Le gouvernement algérien, au lieu de vraiment reconnaître le rôle important que peut jouer sa diaspora dans le développement économique du pays, fait malheureusement exactement le contraire. La loi 51/49%  régissant l’investissement étranger pénalise la diaspora algérienne d’une manière spectaculaire et la met dans la même situation que des étrangers a part entière. Ils ne peuvent en aucun cas être propriétaire d’une SARL ou d’une SPA à 100% et doivent s’associer à titre minoritaire a un Algérien vivant en Algérie afin de créer une entreprise. Cette loi discriminatoire ne facilite pas la mobilisation des contributions de la diaspora, n’offre pas le cadre juridique appropriée, et ne favorise pas l’intégration institutionnelle des structures administratives. Les dirigeants algériens n’ont pas de vision nationale cohérente et ne comprennent pas que que les Algériens de l’étranger seraient des alliés essentiels dans la protection, la modernisation et la construction du pays.

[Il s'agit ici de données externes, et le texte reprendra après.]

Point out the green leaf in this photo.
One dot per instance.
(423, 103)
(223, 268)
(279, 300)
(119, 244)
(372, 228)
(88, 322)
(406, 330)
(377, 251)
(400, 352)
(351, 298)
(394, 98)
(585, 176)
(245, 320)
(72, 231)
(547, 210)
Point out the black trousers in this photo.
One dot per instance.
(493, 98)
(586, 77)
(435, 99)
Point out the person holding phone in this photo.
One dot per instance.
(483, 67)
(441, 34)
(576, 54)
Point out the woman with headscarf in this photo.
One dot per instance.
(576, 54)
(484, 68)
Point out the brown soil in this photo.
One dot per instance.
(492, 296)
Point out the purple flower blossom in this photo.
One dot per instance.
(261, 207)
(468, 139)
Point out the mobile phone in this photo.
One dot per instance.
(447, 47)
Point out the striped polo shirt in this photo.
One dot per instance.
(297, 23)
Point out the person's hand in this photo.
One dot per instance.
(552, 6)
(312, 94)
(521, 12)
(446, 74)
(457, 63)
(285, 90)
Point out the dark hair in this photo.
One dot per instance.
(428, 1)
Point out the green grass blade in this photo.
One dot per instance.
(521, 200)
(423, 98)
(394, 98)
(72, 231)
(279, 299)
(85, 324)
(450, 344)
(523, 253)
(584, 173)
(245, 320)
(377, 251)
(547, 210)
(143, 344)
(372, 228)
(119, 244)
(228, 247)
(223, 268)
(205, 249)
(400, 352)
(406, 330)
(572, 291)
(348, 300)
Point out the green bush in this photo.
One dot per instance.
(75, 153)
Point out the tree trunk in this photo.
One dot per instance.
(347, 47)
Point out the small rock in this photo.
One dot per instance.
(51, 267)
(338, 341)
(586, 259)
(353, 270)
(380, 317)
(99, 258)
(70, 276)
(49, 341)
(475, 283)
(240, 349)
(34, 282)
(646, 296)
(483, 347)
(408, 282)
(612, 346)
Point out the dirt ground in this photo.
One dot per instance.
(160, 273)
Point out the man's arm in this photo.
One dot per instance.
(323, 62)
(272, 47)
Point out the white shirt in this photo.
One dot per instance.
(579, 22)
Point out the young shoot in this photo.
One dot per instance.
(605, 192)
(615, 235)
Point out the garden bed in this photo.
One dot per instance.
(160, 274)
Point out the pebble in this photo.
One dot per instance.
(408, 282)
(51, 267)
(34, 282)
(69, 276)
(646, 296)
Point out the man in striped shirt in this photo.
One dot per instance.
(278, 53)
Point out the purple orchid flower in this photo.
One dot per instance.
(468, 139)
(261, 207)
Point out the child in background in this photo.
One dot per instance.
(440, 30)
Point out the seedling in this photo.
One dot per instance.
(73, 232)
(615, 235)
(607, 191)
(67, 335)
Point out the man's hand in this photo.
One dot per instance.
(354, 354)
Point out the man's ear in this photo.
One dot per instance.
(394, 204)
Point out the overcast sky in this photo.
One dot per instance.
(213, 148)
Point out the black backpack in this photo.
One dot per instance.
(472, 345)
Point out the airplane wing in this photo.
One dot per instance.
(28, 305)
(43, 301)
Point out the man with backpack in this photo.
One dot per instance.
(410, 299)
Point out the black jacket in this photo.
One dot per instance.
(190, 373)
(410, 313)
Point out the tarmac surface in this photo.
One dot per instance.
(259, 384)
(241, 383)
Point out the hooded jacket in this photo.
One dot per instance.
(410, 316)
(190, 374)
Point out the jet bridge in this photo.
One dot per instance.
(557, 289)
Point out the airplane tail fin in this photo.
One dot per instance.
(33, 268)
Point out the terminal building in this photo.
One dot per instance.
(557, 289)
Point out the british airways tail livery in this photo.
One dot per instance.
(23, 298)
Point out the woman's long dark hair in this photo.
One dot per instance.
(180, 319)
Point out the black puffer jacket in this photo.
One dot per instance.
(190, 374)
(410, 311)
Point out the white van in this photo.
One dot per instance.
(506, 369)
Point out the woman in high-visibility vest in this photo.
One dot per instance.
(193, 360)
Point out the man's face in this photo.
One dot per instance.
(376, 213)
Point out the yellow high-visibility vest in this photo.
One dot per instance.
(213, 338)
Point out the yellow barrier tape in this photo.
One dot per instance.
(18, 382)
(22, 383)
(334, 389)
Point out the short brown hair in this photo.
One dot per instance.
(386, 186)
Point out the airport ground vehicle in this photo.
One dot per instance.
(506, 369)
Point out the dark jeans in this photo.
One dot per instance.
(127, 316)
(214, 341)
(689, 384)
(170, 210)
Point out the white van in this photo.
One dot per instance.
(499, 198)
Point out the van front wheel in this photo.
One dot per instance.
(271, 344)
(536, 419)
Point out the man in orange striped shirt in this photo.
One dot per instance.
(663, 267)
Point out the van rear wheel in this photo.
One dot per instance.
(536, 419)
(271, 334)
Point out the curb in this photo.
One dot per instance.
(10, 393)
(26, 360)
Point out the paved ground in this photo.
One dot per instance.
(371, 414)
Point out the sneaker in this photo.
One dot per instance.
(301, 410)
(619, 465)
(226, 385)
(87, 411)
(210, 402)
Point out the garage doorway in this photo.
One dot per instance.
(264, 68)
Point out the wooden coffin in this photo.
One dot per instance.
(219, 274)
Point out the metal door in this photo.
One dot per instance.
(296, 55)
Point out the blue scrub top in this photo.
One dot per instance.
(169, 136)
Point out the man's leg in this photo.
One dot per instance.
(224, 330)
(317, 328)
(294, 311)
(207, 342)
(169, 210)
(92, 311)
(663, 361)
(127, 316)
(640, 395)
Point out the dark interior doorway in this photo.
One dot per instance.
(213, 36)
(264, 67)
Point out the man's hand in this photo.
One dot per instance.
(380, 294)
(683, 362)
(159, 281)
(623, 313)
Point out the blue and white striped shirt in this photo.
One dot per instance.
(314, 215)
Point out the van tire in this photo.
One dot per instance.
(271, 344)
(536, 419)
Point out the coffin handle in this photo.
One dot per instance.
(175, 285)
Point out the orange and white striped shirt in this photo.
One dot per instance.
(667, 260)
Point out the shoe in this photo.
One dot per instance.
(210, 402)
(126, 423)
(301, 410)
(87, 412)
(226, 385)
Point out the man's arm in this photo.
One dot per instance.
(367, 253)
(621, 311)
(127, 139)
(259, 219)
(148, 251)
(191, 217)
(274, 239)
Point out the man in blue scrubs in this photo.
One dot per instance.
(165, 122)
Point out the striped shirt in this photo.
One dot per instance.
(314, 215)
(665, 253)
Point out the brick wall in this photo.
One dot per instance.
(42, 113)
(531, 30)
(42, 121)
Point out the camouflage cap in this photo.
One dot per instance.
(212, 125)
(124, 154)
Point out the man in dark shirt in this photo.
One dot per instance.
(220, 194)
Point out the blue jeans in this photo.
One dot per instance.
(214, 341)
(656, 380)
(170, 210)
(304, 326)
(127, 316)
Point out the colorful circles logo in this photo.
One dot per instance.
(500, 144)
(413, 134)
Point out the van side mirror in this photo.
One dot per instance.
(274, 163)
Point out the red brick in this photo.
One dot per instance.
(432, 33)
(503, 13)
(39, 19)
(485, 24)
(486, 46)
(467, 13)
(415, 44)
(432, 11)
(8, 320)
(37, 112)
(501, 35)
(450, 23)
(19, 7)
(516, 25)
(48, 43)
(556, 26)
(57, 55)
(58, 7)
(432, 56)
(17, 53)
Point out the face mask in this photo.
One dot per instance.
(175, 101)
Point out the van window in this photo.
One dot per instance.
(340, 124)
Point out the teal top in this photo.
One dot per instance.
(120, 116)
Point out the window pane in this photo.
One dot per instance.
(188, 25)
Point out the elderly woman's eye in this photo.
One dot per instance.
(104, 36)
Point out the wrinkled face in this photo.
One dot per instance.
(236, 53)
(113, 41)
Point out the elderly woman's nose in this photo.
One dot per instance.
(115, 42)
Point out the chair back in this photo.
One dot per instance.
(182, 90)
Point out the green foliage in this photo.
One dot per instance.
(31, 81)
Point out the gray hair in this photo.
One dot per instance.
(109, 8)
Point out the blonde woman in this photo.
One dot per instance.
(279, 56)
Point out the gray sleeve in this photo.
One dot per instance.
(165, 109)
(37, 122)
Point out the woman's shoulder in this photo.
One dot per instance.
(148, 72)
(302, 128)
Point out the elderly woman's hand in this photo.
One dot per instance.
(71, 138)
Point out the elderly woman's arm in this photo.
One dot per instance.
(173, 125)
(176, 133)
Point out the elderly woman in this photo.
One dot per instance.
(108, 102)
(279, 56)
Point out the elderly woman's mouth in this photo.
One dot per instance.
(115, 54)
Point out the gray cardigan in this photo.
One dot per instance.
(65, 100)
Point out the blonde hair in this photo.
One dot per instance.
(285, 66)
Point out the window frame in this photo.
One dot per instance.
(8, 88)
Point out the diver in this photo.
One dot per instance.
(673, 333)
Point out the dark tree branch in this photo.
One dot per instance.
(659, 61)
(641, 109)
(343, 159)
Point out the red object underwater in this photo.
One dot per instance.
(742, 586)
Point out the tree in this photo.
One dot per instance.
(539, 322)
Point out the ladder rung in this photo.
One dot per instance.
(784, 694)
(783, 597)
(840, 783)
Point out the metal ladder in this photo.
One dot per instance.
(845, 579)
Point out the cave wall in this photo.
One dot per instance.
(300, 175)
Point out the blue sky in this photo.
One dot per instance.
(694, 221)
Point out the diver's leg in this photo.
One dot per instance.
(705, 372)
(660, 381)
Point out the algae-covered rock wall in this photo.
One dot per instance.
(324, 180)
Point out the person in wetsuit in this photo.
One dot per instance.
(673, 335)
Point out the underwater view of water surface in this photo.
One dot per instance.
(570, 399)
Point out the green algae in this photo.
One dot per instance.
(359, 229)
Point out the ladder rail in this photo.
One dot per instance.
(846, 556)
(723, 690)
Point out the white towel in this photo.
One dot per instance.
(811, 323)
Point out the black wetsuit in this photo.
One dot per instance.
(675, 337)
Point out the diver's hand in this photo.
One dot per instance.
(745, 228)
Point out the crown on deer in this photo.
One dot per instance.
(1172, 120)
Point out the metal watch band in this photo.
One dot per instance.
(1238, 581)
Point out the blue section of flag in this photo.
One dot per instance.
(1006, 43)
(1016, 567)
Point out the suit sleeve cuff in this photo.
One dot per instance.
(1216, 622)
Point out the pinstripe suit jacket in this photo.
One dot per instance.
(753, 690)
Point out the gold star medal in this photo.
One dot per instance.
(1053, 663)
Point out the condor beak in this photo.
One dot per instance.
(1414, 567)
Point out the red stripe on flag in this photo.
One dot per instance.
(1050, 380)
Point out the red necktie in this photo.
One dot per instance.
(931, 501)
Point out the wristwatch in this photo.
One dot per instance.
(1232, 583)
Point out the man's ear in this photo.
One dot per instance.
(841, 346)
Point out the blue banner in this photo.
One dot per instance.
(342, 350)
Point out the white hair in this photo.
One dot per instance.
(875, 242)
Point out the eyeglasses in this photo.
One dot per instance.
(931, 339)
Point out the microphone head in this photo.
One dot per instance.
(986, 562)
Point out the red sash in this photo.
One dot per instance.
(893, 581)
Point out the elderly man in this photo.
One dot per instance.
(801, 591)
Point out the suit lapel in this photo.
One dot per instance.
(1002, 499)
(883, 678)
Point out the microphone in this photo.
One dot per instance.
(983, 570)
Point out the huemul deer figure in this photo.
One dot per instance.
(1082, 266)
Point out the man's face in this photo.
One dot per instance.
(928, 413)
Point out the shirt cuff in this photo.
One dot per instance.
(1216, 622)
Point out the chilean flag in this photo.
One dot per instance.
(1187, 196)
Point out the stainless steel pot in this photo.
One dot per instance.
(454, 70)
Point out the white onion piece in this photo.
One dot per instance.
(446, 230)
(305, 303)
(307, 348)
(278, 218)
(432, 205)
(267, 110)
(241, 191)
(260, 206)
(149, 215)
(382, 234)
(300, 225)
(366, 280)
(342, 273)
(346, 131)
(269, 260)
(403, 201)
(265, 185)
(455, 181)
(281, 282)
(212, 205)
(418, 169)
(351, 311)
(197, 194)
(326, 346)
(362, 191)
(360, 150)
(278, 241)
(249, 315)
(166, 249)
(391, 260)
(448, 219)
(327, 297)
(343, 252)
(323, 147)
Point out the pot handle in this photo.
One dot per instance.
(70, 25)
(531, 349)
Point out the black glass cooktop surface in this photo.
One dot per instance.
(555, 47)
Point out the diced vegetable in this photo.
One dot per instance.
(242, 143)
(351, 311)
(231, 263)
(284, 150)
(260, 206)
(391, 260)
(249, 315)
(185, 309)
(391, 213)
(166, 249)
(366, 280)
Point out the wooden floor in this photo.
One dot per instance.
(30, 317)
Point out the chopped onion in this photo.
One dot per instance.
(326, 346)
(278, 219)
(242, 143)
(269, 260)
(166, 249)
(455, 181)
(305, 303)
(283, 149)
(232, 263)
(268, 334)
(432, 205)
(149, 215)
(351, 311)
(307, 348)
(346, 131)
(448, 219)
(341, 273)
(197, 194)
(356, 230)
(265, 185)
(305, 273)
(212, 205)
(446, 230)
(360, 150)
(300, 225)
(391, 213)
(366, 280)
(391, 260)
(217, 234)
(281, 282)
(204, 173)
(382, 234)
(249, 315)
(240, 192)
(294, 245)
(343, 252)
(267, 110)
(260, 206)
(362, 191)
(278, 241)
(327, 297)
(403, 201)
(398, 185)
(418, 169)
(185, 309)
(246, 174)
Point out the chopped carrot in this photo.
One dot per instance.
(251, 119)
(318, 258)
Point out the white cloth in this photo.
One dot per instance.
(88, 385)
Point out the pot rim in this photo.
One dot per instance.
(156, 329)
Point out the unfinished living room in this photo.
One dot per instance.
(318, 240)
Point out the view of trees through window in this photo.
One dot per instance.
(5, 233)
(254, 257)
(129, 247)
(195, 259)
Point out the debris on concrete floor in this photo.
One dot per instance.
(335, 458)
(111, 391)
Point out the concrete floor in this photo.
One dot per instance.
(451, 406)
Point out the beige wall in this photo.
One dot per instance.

Les pays qui ont de bonnes pratiques en la matière disposent d’instruments explicites pour attirer des professionnels hautement qualifiés de la diaspora au sein des institutions de leurs pays d’origine. La Corée, par exemple, a mis en place des cadres recherche de haute qualité, un système de rémunération et de primes à l’image des pays avancés. L’Inde offre également des incitations qui ont contribué à l’établissement de filiales des multinationales et à la création de coentreprises entre des multinationales et les entreprises indiennes. Ces opérations ont été souvent pilotées par des scientifiques qui ont émigré et sont par la suite retournés dans leur pays d‟origine pour lancer des entreprises d‟ingénierie informationnelle et de biotechnologie, entre autres.

Les dirigeants algériens ne sont ou ne veulent pas être conscients de l’importance de la diaspora, ne la soutiennent pas de façon intelligente, et n’en font pas une composante importante d‟une stratégie nationale de construction du pays. Leur politique actuelle décourage les Algériens de l’étranger les plus nationalistes, ne fournit pas les mesures incitatives en leur refusant un traitement égal en termes de bienvenue, de rémunération et d’incitation fiscale. Des mesures qui permettraient une mobilisation de la diaspora pour la construction du pays et l’inversion de la fuite des cerveaux.